Our time in Pittsburgh was exactly as I hoped it would be. There were not too many tears but instead numerous good stories were shared and I had the chance to meet a lot of the people from Team Conrad whom I'd come to love over the last year. Rob Hamilton and Jeff Breland's eulogy's were eloquent and individually captured the spirit of friendship they shared with Phil. And the video montage that Brad Bruckman put together encapsulated the times of Phil's life wonderfully - hearing Phil speak at the end took me by such surprise that I was immediately besought with tears. It was both a gift and a sad reminder of what we've lost.

I lost count of the times I heard people comment on how much Bennett looks and acts like Phil. Of how he has Phil's vibrant spirit and character. As his mother it made me proud and overjoyed for him to hear this and I loved seeing him beaming as he heard it repeated over and over again throughout the parish hall. And Olivia, quiet and contemplative by my side, missed nothing as she heard every compliment about her beauty and gentleness. The "buddies" as Phil called the guys who went on yearly trips together, made sure she heard what a miracle her dad thought she was and how much love he held in his heart for his special girl. It was love, love and more love.

As some of us gathered later to share leftovers, raise glasses in Phil's honor and continue sharing stories, the tears shed were more of laughter than anything else. Phil left quite a few whoppers behind and gave us ample material to work with. And, as if it were ever in question, he has the best friends. In the midst of coming together to mourn the too-soon passing of their dear friend, they were also having a really good time being together and celebrating this place called Edgewood that gave them a sense of shared identity, belonging, community, and connection. Be it comparing a Vinnie Pie to Mineo's pizza or rehashing the latest Pen's game against the Flyers, these Pittsburghers are the real deal - they bleed black and gold for sure. And to a person, they love life, they loved Phil and they let us know again and again how much he loved us.

Bennett commented that he felt like royalty while we were in Pittsburgh. The mere mention of his dad's name seemed to open doors and gain him access to things. When we went to Mineo's for pizza one day he mentioned to them that his dad worked there in high school. The next day at the memorial the owners came up to him and Olivia and invited them to come in to make pizza's and spend some time behind the counter. They had the time of their lives and came home with T-shirts and ball caps to boot! While there Bennett made plans to come back for a summer job and was already negotiating a salary.

Phil's brother Jamie had written a letter to the folks who now live in their childhood home, asking if we could stop by for a look. Steve, the owner, was incredibly gracious and opened his home to a dozen or so of us and gave Bennett a Pittsburgh hat and Olivia a bag of Jelly Bellys. We spent an hour walking the property, checking out the house and even crawling into the attic which David had called home for awhile. Jamie and Jeff Breland pointed out the various marks on the doors from stereo wiring and David cleared up some mysterious decals left behind in the attic for Steve. It was great fun and awesome for the kids to see where and how Phil grew up. Across the street was Jeff's house and the family there also graciously let us in, during their five year olds birthday party no less. Just another example of the friendly small neighborhood they grew up in that remains today. Standing in those homes was spiritual and bringing my children there was important.

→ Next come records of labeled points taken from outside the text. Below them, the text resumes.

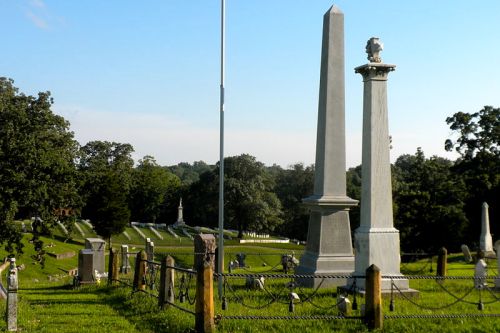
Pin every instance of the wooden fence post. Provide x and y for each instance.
(112, 266)
(442, 262)
(373, 312)
(12, 286)
(204, 248)
(140, 271)
(166, 292)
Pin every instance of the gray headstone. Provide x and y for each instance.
(86, 266)
(12, 287)
(240, 258)
(480, 274)
(98, 247)
(125, 267)
(497, 249)
(466, 252)
(485, 240)
(204, 248)
(376, 239)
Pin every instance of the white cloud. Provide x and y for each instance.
(37, 20)
(172, 141)
(37, 3)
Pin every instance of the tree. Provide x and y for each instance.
(37, 172)
(293, 185)
(106, 171)
(188, 173)
(429, 203)
(152, 189)
(249, 201)
(478, 142)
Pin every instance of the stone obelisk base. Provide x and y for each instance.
(329, 249)
(379, 246)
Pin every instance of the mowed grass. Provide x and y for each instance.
(52, 305)
(59, 308)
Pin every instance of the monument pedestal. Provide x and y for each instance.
(329, 249)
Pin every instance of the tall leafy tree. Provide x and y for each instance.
(429, 203)
(477, 140)
(106, 171)
(152, 189)
(293, 185)
(249, 200)
(37, 171)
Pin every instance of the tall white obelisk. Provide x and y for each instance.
(329, 243)
(485, 240)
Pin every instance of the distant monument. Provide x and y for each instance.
(180, 221)
(486, 241)
(329, 243)
(376, 239)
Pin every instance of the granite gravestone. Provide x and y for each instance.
(329, 245)
(376, 239)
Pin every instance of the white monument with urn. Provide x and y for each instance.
(376, 239)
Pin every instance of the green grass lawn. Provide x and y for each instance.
(49, 304)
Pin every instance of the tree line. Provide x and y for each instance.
(45, 173)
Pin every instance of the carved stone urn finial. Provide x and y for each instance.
(373, 48)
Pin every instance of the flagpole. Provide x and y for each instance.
(220, 261)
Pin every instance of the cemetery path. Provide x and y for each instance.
(63, 309)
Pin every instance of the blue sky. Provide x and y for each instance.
(148, 72)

By the time we left Pittsburgh for our adventure in Orlando we'd played in Frick park several times, eaten Mineo's AND Vincent's pizza, I'd seen the Pen's play and we'd seen some of the amazing architecture and history that makes Pittsburgh so beautiful. Bennett now knows where Mike Tomlin lives and he and Olivia have new Steeler gear to wear home. Pittsburgh and it's people have wound their way into our hearts big time and there is no question that we now bleed black and gold too.